Life is good
I’m a stay at home writer now after many years of traveling and publishing, writing and doing art. I have lived in the Northwest where I was born, in the Southwest in Arizona, New Mexico and the hill country of Texas, in Florida on the Gulf Coast for awhile and spent some time in California on the Central Coast and in upstate New York. I spent five years living and traveling on a converted school bus from ‘96 to ‘01. I’m writing a book about that trip and another one about growing up and growing old as a nature mystic in this changing world.
This is what I have to pass on. How we got from there to here - or one small piece of that story. I was lucky enough to know two of my great grandmothers and all of my grandparents when I was growing up. I heard stories from the late 1800s and early 1900s. In my own lifetime, I remember a world where we ate from the garden, drank from the river and could lay on the grass on a summer night and see all the stars (and only stars).
Why is this important? Because life is all of a piece. We existed before cars and planes and TV; we can exist beyond the way it is now. We can change.
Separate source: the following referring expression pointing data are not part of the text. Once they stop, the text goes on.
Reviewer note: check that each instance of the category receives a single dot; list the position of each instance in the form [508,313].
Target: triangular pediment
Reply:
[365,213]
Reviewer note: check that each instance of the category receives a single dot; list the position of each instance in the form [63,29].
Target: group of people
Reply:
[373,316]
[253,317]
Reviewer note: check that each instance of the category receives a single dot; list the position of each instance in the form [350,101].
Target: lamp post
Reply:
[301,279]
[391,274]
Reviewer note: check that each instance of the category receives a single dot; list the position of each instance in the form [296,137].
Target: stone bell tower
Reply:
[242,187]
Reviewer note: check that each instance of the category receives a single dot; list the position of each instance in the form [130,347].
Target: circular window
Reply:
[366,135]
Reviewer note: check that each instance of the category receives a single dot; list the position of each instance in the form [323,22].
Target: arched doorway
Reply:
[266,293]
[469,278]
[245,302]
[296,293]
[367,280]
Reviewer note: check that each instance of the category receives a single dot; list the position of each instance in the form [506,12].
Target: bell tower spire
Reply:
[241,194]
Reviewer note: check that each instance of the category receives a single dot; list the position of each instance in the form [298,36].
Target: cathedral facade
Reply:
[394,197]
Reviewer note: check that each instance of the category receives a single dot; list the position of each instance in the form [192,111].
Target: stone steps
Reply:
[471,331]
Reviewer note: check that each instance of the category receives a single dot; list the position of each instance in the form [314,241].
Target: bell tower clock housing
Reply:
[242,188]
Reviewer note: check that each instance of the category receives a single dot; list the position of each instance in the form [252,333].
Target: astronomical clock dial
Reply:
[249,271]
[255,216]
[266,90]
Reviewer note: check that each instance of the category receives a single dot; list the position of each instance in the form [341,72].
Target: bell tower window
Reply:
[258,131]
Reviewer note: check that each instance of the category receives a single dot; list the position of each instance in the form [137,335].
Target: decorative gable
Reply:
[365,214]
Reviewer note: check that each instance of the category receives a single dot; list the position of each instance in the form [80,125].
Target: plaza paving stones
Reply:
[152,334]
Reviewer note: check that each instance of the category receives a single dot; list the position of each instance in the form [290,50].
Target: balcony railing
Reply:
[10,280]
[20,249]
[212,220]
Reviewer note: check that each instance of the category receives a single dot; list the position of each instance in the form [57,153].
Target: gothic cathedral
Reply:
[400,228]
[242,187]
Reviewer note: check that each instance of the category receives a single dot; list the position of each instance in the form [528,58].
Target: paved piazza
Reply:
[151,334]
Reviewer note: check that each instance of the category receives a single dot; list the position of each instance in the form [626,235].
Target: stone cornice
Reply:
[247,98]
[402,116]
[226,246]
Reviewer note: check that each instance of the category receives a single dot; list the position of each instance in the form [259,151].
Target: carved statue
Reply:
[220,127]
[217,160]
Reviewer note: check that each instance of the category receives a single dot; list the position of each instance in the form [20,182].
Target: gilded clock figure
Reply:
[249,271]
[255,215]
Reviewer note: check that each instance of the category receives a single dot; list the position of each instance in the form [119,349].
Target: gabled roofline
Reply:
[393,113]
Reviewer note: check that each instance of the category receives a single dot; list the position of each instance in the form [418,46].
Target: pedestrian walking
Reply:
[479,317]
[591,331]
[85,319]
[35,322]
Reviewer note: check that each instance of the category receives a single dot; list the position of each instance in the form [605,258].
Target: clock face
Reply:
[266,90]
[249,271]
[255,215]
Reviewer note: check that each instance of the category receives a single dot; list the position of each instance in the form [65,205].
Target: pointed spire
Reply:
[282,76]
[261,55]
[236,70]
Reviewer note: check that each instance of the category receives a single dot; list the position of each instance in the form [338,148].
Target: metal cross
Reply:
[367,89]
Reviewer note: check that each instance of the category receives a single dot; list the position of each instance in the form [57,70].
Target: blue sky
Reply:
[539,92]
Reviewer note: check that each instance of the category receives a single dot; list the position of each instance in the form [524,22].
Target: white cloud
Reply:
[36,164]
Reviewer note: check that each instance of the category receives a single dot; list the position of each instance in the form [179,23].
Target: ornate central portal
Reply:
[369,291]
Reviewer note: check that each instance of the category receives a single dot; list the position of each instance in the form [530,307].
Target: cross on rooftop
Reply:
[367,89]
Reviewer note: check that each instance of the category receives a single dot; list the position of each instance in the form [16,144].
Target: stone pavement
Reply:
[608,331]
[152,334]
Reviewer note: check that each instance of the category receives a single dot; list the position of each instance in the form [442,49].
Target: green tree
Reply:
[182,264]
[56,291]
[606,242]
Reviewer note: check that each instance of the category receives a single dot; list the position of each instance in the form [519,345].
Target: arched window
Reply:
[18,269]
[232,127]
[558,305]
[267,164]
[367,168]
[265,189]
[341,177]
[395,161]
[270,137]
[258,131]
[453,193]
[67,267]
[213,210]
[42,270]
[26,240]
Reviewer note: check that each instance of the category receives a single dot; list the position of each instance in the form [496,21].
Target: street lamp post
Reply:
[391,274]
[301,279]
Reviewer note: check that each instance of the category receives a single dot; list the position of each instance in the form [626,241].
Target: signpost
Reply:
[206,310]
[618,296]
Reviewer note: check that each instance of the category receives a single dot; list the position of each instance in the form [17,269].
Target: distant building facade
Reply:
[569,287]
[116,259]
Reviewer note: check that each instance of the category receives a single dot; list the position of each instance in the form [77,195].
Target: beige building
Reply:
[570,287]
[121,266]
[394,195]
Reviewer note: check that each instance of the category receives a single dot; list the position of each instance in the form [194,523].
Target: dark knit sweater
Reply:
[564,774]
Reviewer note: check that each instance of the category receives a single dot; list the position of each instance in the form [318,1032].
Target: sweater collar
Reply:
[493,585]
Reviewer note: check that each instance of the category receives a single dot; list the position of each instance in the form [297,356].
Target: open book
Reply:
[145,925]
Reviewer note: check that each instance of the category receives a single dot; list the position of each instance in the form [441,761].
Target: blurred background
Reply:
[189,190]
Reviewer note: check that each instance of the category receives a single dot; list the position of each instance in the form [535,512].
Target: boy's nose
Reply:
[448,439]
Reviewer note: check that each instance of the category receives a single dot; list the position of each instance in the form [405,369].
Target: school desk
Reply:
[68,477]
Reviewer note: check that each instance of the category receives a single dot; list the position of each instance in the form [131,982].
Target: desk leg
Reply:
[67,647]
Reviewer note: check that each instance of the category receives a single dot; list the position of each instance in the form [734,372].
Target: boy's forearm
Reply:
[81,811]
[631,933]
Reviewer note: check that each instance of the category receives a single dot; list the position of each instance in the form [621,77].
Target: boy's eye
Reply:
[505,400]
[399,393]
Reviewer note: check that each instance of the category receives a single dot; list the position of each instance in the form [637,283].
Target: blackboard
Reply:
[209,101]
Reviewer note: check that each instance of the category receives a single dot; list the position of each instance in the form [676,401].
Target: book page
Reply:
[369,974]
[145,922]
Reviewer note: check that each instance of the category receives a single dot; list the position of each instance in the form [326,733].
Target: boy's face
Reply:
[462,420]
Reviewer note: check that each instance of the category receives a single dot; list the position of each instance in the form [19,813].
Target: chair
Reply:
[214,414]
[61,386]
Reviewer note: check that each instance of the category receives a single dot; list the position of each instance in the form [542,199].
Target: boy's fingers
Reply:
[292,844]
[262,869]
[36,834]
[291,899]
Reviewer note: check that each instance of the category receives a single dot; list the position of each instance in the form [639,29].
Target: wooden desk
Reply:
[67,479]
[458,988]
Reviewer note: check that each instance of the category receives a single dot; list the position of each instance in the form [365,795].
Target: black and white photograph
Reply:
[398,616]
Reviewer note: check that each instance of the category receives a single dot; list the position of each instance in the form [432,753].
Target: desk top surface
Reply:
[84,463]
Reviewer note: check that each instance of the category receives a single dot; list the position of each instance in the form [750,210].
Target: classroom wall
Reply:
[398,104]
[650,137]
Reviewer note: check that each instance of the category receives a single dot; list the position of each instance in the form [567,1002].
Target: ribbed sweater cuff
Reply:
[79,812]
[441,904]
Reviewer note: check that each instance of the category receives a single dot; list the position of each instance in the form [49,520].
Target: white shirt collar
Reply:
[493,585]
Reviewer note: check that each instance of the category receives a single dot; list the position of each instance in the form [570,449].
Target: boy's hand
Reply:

Growth is not necessarily acquiring new stuff or even new technology.
We all need food, water, shelter, and joy. Whatever threatens these is the manifestation of a death wish. That is why I tell my stories. Life is good. Everywhere I have traveled, I have found people who manifested the goodness of life and shared it with joy.
No one is going to save us but us. May we all find our place in the web of life and live in harmony with each other and the natural world.